Lido DAO Votes on Dual Governance to Empower stETH Holders

Generated by AI AgentCoin World
Friday, Jun 27, 2025 10:41 am ET2min read

Lido DAO is on the brink of implementing a significant governance change known as “Dual Governance.” A vote by LDO holders, concluding at 10:00 a.m. ET on Monday, June 30, will decide whether to alter the distribution of power within Ethereum’s largest liquid staking protocol. If approved, the proposal will introduce a new framework that empowers stETH holders—users whose ether is staked via Lido—to delay or veto governance actions, adding a layer of accountability to the voting system. This change is expected to have implications beyond Lido, according to prominent researcher and advisor Hasu.

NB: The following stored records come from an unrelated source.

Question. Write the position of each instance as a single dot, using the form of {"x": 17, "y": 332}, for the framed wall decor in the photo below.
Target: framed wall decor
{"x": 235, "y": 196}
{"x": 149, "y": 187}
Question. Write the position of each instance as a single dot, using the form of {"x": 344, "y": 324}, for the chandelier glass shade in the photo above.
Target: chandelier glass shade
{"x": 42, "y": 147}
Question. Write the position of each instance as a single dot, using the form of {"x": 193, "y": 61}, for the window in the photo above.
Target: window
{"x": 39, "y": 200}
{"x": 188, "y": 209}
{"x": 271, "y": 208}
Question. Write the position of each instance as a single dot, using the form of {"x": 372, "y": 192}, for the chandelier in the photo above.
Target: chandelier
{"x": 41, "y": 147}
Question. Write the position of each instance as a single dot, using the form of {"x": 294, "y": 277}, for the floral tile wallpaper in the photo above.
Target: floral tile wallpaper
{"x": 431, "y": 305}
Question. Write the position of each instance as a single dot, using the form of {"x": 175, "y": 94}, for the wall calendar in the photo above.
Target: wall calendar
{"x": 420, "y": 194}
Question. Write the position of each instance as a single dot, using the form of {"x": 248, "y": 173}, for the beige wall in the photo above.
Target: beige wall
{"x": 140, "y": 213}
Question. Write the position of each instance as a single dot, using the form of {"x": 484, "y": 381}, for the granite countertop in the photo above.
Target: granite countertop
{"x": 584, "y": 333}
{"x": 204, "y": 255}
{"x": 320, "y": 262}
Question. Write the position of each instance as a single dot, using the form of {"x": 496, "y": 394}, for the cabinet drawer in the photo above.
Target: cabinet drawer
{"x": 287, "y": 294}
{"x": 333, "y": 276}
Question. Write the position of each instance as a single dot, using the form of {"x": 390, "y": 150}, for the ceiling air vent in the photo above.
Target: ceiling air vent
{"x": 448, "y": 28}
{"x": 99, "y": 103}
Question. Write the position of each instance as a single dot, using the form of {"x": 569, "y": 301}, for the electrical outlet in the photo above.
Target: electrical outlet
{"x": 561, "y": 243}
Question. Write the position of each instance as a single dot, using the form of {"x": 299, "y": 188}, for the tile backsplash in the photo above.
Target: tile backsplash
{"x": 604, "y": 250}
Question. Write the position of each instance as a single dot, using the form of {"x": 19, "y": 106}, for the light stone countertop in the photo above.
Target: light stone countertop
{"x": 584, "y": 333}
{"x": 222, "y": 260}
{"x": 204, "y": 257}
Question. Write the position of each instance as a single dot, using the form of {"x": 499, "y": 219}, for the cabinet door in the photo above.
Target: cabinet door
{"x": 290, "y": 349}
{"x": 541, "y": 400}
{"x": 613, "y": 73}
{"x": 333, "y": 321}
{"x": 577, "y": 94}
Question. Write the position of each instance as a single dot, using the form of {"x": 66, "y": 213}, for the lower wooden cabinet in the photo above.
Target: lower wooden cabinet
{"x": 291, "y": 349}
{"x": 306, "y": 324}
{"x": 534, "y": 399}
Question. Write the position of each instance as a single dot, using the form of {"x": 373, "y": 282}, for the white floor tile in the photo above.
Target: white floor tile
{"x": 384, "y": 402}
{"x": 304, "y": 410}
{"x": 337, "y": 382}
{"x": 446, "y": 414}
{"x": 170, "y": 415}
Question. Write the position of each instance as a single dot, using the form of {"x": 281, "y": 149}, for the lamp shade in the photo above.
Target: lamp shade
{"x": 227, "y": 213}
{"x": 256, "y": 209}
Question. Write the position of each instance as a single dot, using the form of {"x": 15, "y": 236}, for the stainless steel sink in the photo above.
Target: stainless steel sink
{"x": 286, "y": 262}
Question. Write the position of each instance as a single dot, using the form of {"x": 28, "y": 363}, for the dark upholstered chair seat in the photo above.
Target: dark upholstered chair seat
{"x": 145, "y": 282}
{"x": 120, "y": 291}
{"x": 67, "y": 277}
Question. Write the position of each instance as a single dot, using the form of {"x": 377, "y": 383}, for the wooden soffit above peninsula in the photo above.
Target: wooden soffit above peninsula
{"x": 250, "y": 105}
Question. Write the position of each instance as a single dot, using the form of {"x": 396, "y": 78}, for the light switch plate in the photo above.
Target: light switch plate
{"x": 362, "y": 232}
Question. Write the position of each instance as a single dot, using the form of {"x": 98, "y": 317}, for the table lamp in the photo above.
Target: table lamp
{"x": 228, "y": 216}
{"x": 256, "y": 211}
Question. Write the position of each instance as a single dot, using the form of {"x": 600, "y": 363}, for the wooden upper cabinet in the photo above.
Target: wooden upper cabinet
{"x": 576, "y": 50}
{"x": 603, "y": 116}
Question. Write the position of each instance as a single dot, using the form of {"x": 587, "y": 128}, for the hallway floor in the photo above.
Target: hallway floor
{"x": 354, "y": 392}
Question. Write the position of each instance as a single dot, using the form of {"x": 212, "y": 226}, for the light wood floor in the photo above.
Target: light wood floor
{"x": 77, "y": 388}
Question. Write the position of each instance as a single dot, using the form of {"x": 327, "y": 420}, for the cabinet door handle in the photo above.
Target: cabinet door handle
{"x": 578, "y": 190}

Hasu highlighted that the new governance structure reduces the risk of governance attacks and the trust users need to place in maintainer companies and LDO holders. This is anticipated to further institutional adoption of stETH. The core of Dual Governance is a custom-built dynamic timelock module. Unlike static timelocks that delay execution by a fixed period, this design scales in response to opposition from stETH holders. For instance, if 1% of the total stETH supply signals objection to a proposal, execution is delayed by an additional five days. If opposition grows to 10%, the delay extends linearly up to 45 days. This mechanism ensures that in the event of a controversial or potentially harmful decision by LDO token holders, stETH users have a predictable window to exit before changes take effect.

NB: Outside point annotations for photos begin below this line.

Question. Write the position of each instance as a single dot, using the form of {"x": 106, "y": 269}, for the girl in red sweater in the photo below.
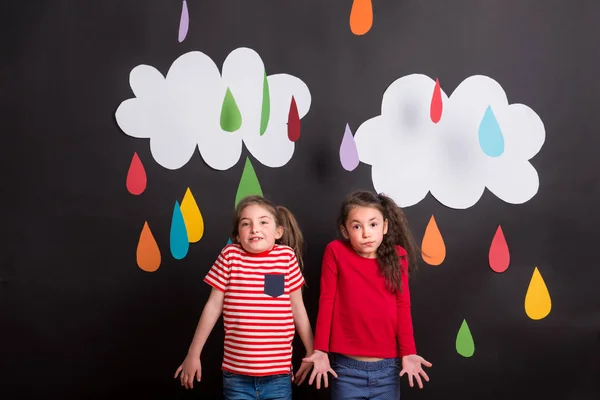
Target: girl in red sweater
{"x": 364, "y": 323}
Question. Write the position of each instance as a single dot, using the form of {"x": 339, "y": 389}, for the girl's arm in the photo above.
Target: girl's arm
{"x": 301, "y": 321}
{"x": 412, "y": 364}
{"x": 210, "y": 315}
{"x": 191, "y": 367}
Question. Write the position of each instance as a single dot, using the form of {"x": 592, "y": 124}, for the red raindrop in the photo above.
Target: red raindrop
{"x": 136, "y": 176}
{"x": 436, "y": 103}
{"x": 293, "y": 122}
{"x": 499, "y": 255}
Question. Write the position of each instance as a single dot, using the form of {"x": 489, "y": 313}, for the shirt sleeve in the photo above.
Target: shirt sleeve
{"x": 219, "y": 273}
{"x": 406, "y": 340}
{"x": 295, "y": 278}
{"x": 328, "y": 290}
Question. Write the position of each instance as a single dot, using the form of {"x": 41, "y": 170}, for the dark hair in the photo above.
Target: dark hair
{"x": 292, "y": 235}
{"x": 398, "y": 234}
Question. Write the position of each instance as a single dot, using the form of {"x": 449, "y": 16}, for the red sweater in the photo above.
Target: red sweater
{"x": 358, "y": 315}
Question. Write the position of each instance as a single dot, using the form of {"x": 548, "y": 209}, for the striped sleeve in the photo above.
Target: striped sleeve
{"x": 218, "y": 275}
{"x": 295, "y": 278}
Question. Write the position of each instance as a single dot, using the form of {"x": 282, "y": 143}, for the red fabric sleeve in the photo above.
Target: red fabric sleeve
{"x": 406, "y": 339}
{"x": 326, "y": 300}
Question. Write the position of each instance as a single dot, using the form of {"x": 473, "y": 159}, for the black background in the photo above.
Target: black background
{"x": 81, "y": 320}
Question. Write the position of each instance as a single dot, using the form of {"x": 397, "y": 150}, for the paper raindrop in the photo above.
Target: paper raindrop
{"x": 464, "y": 341}
{"x": 436, "y": 107}
{"x": 348, "y": 152}
{"x": 266, "y": 106}
{"x": 499, "y": 256}
{"x": 194, "y": 223}
{"x": 179, "y": 238}
{"x": 148, "y": 253}
{"x": 249, "y": 184}
{"x": 491, "y": 139}
{"x": 136, "y": 176}
{"x": 231, "y": 118}
{"x": 537, "y": 300}
{"x": 433, "y": 248}
{"x": 184, "y": 22}
{"x": 293, "y": 122}
{"x": 361, "y": 16}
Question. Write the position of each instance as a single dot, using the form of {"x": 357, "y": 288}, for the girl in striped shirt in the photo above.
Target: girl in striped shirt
{"x": 256, "y": 284}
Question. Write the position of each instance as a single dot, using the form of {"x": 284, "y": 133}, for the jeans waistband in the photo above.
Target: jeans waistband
{"x": 364, "y": 365}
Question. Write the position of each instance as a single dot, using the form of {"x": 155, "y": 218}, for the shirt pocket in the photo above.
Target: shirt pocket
{"x": 274, "y": 284}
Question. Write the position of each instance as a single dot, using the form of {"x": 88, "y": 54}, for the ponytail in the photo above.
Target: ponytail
{"x": 398, "y": 234}
{"x": 292, "y": 234}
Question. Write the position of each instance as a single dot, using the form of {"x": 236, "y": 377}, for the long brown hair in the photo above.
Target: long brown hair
{"x": 292, "y": 234}
{"x": 398, "y": 234}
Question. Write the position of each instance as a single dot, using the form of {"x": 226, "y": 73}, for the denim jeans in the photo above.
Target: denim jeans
{"x": 360, "y": 380}
{"x": 244, "y": 387}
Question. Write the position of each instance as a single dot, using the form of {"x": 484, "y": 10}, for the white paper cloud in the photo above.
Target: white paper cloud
{"x": 183, "y": 110}
{"x": 411, "y": 156}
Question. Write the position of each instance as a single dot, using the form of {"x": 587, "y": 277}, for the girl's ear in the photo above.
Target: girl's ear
{"x": 278, "y": 232}
{"x": 344, "y": 232}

This dynamic timelock aims to bridge the gap between providing liquidity and minimizing trust assumptions. Liquid staking protocols inherently rely on pooled delegation and active protocol maintenance to stay compatible with

upgrades. Traditional time locks give users a chance to exit before governance decisions are enforced, but exiting Lido back to native ether can sometimes take weeks or months, making a short fixed period inadequate. The dynamic timelock adjusts execution delays to match the scale of user opposition, allowing simple or uncontroversial changes to pass quickly while automatically slowing down the process if significant stETH holders object.

Lido contributors, including Hasu and Victor from the DAO operations team, noted that the design has been years in the making and has undergone dedicated stress tests to ensure it can resist governance attacks and flash loan manipulation. Victor mentioned that the design has been tested against flash loan attacks, with subsequent adjustments made to enhance its resistance. Wrapped versions of stETH, such as those used in EigenLayer restaking or Pendle yield strategies, are not eligible to vote directly, but the withdrawal process gives holders time to reclaim their base stETH and participate if needed.

Hasu explained that Dual Governance addresses the dilemma between trust and liquidity, allowing users to have both. The initiative has drawn comparisons to MakerDAO’s “emergency shutdown” lever, but it offers a non-destructive, graduated response rather than a single catastrophic reset. It reflects a broader trend in DeFi governance toward more nuanced, multi-stakeholder systems that separate capital voting from user safeguards. Hasu expects Lido’s implementation to serve as a blueprint for other protocols facing similar governance risks.

An earlier Snapshot vote on the proposal passed nearly unanimously. If the on-chain Aragon vote passes as anticipated, it will formally decouple the authority to propose and pass measures from the power to immediately execute them, placing stETH holders effectively in the role of constitutional overseers of the DAO. As of 9:00 a.m. ET Friday, just 4% of token holders have participated. To pass, the on-chain Aragon vote requires a minimum quorum of 5%.